Raising Forest and Domain functional levels to 2008 R2.

Just putting this out there to see if anyone has any good info or experiences to share before proceeding with this process.

I currently has a network with 1 Forest and 3 Domains. Within that there are a total of 10 Domain Controllers spread out between each of the domains within this forest. All of the Domain Controllers are running Windows Server 2008 R2 as their OS, but Active Directory is running under 2003 functional level for both the forst and domain.

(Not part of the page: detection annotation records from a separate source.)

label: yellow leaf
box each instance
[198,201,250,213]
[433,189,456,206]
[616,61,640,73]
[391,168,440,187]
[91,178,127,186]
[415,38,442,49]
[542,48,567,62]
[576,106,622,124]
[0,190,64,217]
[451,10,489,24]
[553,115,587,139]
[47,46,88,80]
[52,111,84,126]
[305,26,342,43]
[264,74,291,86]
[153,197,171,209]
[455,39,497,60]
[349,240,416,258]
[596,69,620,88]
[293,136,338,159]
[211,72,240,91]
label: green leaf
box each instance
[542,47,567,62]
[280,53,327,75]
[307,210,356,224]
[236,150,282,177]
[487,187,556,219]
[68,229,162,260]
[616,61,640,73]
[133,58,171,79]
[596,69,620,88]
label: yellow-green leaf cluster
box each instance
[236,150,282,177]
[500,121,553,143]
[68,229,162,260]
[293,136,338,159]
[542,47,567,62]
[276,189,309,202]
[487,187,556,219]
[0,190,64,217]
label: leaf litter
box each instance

I am at a point where i would like to raise both the forest and domain functional levels from 2003 to 2008 R2. Just looking for any insight anyone may be able to share. Specifically i want to ensure that all of our applications will continue to function and not have any issues authenicating. We have over 1000 servers and over 5000 end users. Apps range from Office, Exchange, SQL, Sharepoint, etc.

KACE1Asked: 2013-01-03

Who is Participating?

LVL 23

Stelian StanNetwork AdministratorCommented: 2013-01-03

There is no catch here. Raise the domain and the forest functional level. Just wait for the replication to happen. I would raise the domain FL and wait 1 or 2 days before raising the forest FL, then proceed with the forest FL.

LVL 52

Manpreet SIngh KhatraSolutions Architect, Project LeadCommented: 2013-01-03

My First Q why do you want to raise the Domain and Forest functionality ?

- Rancy

LVL 22

Joseph MoodyBlogger and wearer of all hats.Commented: 2013-01-03

Straight from Microsoft's Active Directory Team:

http://blogs.technet.com/b/askds/archive/2011/06/14/what-is-the-impact-of-upgrading-the-domain-or-forest-functional-level.aspx

LVL 59

Darius GhassemCommented: 2013-01-03

You should be good to raise your functional levels but check the below link out to make sure Exchange is set to run.

http://technet.microsoft.com/en-us/library/ff728623(v=exchg.141).aspx

LVL 57

Mike KlineCommented: 2013-01-03

Just to answer Rancy's question, lots of reasons to want to raise the functional level (AD recycle bin and Fine grained passwords are to new features he will have access to once the functional level is raised).

Do you have any old NT machines anywhere?

Thanks

Mike

LVL 18

Life1430Sr EngineerCommented: 2013-01-03

I would agree with clonyxlro to upgrade step by step ..i.e update the DFL first give it time of atleast 1-2 working days then once all your domain are running 2008 R2 DFL then shoot the Forest upgrade ...take the system state backup of once DC in each domain prior upgrading DFL

KACE1Author Commented: 2013-01-03

In response to Rancy's post, I would like to have access to the recycle bin and also as mentioned by mkline71 the password policy changes would also be nice as well. I really just dont want to have AD behind my OS. If I can run it under 2008 R2, why leave it running 2003. My next step is to start looking into rolling out 2012 servers and DCs. My office never has an OS running that is more then 1 level behind. So with the release of 2012 we have to ensure that all servers are 2008 and above. Right now we only have a few 2003 left. By the end of 2013 of the 1000 servers we have there may be 25 or so which arent 2008 or higher.

I would just feel better having my DCs 2008 R2 for funtional level as well as OS, before i started getting into 2012. That way it really is just 1 step up.